Le matin, c’est la cueillette, puis les fruits sont triés et vendus directement sur le site. «C’est une chance d’avoir notre cabane au verger. Les gens voient que les pêches viennent d’ici. Mais de ne pas pouvoir contenter tout le monde cette année est un crève-cœur», confie la jeune femme. «Normalement, on en vend sur le pré jusqu’à 18 h. Là, on finit à midi», relève son mari.

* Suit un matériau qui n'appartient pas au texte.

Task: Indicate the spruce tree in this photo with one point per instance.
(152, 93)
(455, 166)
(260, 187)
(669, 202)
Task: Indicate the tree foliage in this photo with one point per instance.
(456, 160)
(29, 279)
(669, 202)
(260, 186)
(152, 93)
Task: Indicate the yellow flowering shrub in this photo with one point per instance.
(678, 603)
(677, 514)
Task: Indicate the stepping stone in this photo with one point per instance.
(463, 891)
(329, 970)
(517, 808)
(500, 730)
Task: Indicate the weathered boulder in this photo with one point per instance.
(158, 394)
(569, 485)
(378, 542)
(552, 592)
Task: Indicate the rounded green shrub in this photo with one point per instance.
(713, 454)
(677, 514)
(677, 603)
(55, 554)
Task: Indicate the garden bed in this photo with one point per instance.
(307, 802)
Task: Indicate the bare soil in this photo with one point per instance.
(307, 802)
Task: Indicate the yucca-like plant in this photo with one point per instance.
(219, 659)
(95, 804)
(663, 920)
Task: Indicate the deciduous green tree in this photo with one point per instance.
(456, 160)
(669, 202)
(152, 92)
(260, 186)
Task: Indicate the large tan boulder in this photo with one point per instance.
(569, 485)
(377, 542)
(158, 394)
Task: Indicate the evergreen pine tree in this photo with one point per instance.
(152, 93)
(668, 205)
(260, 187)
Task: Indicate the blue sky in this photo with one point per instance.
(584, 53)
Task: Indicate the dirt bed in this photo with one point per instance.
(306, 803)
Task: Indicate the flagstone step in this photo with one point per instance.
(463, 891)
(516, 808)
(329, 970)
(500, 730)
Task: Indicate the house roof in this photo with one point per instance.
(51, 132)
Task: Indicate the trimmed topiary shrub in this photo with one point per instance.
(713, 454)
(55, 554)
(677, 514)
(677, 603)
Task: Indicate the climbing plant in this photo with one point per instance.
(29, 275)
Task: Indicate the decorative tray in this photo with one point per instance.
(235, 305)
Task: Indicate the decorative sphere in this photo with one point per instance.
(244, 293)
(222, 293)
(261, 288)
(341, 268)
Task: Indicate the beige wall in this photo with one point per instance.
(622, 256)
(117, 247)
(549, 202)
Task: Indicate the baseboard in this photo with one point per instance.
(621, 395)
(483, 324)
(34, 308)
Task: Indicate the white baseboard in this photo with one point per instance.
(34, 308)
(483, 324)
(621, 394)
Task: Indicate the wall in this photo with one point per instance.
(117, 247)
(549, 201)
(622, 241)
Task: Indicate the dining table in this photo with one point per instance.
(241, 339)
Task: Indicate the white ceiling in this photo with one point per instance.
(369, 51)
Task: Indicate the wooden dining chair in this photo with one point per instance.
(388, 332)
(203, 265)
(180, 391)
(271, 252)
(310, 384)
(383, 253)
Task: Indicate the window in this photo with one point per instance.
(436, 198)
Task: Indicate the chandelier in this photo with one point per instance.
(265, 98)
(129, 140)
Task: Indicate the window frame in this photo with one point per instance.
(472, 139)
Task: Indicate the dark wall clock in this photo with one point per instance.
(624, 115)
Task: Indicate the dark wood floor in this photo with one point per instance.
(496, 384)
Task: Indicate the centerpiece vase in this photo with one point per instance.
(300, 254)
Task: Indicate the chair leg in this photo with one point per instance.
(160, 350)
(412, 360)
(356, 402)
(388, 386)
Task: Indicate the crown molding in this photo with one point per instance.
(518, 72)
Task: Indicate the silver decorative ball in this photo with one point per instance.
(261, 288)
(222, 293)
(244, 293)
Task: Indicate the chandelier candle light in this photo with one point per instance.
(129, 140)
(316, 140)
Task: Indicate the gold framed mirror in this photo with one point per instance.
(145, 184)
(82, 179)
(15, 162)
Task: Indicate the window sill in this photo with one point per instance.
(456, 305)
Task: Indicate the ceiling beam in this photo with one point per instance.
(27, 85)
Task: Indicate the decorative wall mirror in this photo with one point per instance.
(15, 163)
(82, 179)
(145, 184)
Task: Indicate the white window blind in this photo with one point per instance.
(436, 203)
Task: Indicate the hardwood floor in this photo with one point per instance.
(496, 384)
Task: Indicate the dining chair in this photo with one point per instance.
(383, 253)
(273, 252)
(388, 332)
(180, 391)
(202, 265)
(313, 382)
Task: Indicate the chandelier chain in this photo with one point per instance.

Valorisée sous toutes ses formes

L’étape du tri s’avère primordiale. Comme beaucoup de variétés à noyau, la pêche de vigne est délicate et se marque facilement. Prudence donc lors de la récolte! Les moins jolies sont écartées, une partie finit entre les mains d’amateurs de confiture, l’autre sert à faire du nectar. «On fabrique environ 300 litres avec 500 kg, détaille Aloys. C’est une belle manière de valoriser le produit. C’est dommage, mais cette saison, on va devoir faire sans.» Quant aux fruits de troisième choix, ils sont destinés à la distillerie de Saconnex-d’Arve.

Et si vous souhaitez anticiper pour l’an prochain, voici quelques conseils. Comme la pêche de vigne se conserve peu, elle est souvent transformée, bien qu’il soit possible de la manger à la main. Tartes, compotes… tout est possible. «Nous l’avons même déclinée en sorbet, c’était très concluant!» confie Amélia. Aloys, lui, a un petit faible pour les pêches au sirop! Ou au rhum, selon l’envie…

Détrônée par la viticulture intensive

Selon ProSpecieRara, la pêche de vigne existe chez nous depuis la fin du Moyen Âge. Comme son nom l’indique, on la trouvait autrefois en abondance parmi les ceps. En raison de sa très belle floraison rose au printemps, qui embellissait vignobles et jardins, et sa fructification tardive, elle a toujours été appréciée comme culture compagne du raisin. De plus, sensible à certains parasites comme l’oïdium, elle servait d’indicateur, permettant au vigneron de le traiter avant qu’il ne se répande. Comme une grande partie de la flore des vignobles, celle-ci a quasiment disparu avec l’intensification de la viticulture au XXe siècle, déplore la fondation.